Renoprotective effect of renin-angiotensin-aldosterone system blockade in patients with predialysis advanced chronic kidney disease, hypertension, and anemia

Abstract

Importance: The benefit of using a renin-angiotensin-aldosterone system blocker such as an angiotensin-converting enzyme inhibitor (ACEI) or an angiotensin II receptor blocker (ARB) for patients with advanced chronic kidney disease (CKD) remains undetermined.

Objective: To assess the effectiveness and safety of ACEI/ARB use for advanced predialysis CKD in patients with hypertension and anemia. DESIGN Prospective cohort study.

Setting: Taiwan.

Participants: From January 1, 2000, through June 30, 2009, we selected 28 497 hypertensive adult patients with CKD. Serum creatinine levels were greater than 6 mg/dL, hematocrit levels were less than 28%, and patients were treated with erythropoiesis-stimulating agents.

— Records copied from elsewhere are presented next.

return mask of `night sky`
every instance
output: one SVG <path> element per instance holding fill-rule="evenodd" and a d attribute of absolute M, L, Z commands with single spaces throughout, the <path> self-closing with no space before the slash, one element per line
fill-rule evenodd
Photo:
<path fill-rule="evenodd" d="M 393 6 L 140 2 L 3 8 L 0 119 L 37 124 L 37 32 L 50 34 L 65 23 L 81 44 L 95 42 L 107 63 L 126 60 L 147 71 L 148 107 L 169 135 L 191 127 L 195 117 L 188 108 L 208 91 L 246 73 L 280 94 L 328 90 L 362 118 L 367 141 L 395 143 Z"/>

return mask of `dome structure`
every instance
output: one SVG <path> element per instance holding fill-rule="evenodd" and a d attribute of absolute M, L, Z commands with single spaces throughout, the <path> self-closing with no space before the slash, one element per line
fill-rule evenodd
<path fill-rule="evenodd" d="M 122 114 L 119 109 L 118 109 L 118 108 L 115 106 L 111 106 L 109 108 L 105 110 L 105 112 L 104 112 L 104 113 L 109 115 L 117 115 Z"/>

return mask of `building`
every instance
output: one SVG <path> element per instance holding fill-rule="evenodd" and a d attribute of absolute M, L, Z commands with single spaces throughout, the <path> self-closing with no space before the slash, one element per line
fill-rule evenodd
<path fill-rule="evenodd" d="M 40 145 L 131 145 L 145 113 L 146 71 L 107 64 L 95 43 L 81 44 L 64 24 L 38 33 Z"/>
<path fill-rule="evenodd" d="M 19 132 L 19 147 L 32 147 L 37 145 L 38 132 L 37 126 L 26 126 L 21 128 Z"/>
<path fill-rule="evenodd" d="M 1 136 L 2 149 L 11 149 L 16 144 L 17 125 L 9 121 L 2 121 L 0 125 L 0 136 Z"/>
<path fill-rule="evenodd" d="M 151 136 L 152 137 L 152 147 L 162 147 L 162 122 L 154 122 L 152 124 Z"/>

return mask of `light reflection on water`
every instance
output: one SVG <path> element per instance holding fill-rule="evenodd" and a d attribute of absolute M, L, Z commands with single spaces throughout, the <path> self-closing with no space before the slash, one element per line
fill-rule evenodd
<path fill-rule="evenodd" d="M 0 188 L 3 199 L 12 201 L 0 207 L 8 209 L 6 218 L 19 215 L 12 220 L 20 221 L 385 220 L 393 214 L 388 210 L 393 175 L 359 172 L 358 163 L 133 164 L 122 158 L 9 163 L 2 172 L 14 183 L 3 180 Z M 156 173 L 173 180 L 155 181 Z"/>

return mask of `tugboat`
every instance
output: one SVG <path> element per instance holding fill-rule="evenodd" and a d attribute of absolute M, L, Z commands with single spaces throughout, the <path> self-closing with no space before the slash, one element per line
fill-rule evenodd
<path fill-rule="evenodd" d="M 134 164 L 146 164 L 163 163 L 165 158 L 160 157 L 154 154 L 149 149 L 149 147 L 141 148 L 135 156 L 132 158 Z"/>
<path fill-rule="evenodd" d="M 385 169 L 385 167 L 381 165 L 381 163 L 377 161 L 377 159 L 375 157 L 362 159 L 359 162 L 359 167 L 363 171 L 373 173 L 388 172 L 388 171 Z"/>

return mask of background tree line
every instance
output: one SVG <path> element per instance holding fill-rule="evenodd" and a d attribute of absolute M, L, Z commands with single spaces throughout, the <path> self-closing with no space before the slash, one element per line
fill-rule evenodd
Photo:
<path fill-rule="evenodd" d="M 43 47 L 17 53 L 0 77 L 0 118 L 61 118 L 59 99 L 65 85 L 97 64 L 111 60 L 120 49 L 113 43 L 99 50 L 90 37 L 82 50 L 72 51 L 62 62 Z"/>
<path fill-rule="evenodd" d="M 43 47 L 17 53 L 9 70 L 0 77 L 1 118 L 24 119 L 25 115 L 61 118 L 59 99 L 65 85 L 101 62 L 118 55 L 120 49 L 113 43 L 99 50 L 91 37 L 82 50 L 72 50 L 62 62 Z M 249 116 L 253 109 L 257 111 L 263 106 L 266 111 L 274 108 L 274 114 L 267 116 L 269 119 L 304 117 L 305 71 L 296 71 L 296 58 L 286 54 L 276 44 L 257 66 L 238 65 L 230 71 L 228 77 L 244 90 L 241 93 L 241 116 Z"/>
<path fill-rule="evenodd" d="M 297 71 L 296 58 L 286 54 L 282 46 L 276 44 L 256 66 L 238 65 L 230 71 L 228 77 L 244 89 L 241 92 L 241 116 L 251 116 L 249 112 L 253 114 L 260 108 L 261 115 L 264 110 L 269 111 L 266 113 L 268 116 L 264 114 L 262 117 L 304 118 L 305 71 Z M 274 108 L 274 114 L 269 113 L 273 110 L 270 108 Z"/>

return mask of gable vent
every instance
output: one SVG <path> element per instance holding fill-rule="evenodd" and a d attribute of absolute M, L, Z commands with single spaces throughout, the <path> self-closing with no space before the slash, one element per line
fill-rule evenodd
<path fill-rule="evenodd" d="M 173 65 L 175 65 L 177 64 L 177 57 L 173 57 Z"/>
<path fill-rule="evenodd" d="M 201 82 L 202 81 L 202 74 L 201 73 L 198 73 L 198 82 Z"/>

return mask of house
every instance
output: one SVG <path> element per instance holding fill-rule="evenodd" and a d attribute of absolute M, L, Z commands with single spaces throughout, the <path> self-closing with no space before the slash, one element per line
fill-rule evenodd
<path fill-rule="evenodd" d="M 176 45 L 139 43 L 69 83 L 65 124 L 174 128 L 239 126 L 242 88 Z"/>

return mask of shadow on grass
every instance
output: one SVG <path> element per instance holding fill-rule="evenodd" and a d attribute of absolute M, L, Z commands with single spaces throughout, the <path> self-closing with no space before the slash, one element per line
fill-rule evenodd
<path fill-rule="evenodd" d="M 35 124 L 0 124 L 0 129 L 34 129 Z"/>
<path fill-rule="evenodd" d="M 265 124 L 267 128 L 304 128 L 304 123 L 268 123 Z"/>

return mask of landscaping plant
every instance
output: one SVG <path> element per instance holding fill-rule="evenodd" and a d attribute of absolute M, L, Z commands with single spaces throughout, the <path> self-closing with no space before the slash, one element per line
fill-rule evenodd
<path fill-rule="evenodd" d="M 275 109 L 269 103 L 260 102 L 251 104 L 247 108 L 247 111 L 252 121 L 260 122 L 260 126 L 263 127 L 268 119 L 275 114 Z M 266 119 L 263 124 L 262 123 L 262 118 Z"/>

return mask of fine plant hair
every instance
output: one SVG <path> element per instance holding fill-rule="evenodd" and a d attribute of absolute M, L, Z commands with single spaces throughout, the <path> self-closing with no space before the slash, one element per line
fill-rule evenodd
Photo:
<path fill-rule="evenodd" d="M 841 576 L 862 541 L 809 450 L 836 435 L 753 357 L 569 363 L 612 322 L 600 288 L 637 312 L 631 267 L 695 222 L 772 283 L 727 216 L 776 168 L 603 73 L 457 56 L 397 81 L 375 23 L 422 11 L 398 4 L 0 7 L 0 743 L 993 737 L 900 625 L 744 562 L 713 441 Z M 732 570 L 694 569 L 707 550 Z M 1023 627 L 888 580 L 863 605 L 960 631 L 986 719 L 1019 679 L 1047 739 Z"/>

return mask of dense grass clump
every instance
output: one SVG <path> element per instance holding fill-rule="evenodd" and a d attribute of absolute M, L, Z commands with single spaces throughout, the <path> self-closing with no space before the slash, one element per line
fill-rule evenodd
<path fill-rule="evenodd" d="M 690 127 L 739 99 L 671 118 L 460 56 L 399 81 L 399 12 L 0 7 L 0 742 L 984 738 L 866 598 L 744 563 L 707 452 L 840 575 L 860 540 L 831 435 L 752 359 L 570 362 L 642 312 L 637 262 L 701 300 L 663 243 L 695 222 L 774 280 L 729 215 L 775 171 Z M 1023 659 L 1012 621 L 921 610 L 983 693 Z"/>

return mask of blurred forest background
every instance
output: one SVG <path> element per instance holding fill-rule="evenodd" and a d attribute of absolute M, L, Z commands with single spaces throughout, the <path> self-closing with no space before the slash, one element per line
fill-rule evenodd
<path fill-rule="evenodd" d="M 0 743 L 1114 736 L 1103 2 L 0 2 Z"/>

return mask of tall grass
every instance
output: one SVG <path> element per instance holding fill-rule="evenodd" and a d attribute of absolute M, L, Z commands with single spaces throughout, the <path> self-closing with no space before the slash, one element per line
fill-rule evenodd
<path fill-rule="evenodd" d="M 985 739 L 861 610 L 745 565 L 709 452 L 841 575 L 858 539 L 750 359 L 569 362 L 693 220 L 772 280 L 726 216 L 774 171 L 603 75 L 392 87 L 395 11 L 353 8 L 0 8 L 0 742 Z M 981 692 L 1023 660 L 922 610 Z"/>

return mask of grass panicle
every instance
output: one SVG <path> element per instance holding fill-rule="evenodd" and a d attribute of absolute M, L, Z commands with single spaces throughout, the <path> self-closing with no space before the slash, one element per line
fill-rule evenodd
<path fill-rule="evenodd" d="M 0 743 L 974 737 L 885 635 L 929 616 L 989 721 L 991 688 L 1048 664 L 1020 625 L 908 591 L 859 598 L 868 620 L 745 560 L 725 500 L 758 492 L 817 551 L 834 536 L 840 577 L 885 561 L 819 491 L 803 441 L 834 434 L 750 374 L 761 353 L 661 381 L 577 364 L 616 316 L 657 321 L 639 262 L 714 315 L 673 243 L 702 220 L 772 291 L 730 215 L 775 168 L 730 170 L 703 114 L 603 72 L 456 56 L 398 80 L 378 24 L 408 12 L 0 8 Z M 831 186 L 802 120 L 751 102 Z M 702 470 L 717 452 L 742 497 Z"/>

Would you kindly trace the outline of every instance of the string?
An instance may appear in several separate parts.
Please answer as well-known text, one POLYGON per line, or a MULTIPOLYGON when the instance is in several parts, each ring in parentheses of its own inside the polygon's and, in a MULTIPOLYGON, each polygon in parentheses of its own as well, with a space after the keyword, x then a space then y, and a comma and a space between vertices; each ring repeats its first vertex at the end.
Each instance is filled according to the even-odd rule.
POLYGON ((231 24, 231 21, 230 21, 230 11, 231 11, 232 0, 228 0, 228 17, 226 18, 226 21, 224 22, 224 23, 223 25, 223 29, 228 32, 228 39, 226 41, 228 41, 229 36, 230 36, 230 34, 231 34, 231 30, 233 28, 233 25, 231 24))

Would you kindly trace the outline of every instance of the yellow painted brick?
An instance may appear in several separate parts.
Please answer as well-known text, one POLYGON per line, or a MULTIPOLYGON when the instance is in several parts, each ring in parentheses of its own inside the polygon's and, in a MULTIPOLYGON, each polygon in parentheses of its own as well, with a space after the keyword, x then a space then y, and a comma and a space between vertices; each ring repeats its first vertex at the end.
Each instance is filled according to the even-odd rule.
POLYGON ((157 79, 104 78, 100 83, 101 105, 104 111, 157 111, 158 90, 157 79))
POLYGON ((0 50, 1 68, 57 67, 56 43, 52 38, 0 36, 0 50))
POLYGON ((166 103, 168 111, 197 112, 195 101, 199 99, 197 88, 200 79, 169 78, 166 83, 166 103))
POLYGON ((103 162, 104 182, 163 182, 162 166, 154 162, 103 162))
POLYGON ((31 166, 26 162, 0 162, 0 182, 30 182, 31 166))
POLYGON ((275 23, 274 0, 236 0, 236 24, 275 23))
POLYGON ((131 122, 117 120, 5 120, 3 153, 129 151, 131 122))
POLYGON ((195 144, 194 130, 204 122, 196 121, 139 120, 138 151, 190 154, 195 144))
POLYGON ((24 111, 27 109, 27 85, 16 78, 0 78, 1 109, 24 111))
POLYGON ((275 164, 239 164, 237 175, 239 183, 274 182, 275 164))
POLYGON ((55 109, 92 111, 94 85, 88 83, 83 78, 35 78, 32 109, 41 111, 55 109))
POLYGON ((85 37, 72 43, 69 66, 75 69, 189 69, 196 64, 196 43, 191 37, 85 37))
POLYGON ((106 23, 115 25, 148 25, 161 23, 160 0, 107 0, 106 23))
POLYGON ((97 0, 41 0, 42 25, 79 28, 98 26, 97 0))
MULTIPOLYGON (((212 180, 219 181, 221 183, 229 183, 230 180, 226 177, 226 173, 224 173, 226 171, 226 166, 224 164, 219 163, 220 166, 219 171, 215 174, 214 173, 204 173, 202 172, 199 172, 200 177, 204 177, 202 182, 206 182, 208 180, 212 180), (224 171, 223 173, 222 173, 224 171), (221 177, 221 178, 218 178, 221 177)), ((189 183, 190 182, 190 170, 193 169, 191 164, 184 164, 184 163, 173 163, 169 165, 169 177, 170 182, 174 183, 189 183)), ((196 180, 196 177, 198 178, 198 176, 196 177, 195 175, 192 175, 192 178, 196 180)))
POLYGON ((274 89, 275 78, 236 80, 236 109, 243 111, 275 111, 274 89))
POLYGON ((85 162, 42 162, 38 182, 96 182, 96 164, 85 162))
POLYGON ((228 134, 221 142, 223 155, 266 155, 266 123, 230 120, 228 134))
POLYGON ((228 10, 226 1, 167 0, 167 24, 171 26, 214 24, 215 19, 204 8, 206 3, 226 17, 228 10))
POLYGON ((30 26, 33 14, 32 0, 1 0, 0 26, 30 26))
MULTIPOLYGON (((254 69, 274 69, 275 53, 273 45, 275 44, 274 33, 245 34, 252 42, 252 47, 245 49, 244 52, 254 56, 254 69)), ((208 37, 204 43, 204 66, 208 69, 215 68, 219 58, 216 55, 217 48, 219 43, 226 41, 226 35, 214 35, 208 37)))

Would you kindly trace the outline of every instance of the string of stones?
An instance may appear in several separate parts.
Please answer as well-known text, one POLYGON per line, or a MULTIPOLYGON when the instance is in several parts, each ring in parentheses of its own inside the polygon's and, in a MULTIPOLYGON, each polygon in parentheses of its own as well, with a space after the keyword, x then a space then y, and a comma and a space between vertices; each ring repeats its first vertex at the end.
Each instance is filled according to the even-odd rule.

Interventions: Users (n = 14,117) and nonusers (n = 14,380) of ACEIs/ARBs.

Main outcomes and measures: We used Cox proportional hazards regression models to estimate hazard ratios (HRs) for commencement of long-term dialysis and all-cause mortality for ACRI/ARB users vs nonusers.

Results: In a median follow-up of 7 months, 20,152 patients (70.7%) required long-term dialysis and 5696 (20.0%) died before progression to end-stage renal disease requiring dialysis. Use of ACEIs/ARBs was associated with a lower risk for long-term dialysis (HR, 0.94 [95% CI, 0.91-0.97]) and the composite outcome of long-term dialysis or death (0.94 [0.92-0.97]). The renal benefit of ACEI/ARB use was consistent across most patient subgroups, as was that of ACEI or ARB monotherapy. Compared with nonusers, the ACEI/ARB users had a higher hyperkalemia-associated hospitalization rate, but the risk of predialysis mortality caused by hyperkalemia was not significantly increased (HR, 1.03 [95% CI, 0.92-1.16]; P = .30).

Conclusions and relevance: Patients with stable hypertension and advanced CKD who receive therapy with ACEIs/ARBs exhibit an association with lower risk for long-term dialysis or death by 6%. This benefit does not increase the risk of all-cause mortality.